Nestes tempos de incongruências e contradições, algumas perguntas são inevitáveis para tentar explicar certos comportamentos coletivos na hora de decidir. O que nos leva a esta e não àquela preferência? O que define nossas escolhas, seja de um produto para consumo, uma pessoa para amar ou um candidato à presidência da República? O que afinal nos move — a razão ou a emoção, a cabeça ou o coração? Alguém, no século XVII, já deu uma resposta que ainda hoje não perdeu a validade e já é até lugar-comum: “O coração tem razões que a própria razão desconhece”, decretou Blaise Pascal, o prodigioso matemático, físico, inventor, filósofo e teólogo católico francês.

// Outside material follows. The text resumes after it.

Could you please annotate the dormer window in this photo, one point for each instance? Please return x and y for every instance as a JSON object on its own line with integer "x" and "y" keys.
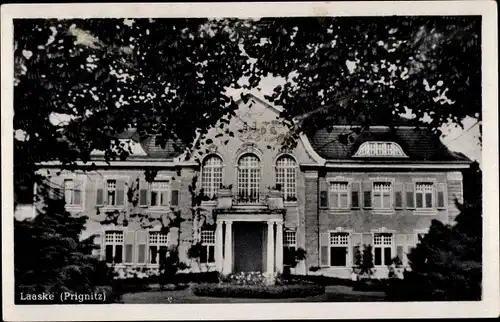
{"x": 380, "y": 149}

Um dos candidatos à presidência disse agora que “o Brasil precisa de um psicanalista”. É verdade, porém mais para entendê-lo do que para governá-lo. Não adianta buscar na sociologia explicação para condutas do eleitor que contrariam a lógica e a racionalidade, como o apoio incondicional e a adesão a ideias absurdas, anacrônicas, preconceituosas, desviantes, obscurantistas. Nesses casos, é melhor recorrer à psicanálise, consultar Freud, especialista em explorar nossas zonas de sombra, aquelas regiões do inconsciente onde vicejam desejos e fantasias às vezes inconfessáveis e sempre decisivas.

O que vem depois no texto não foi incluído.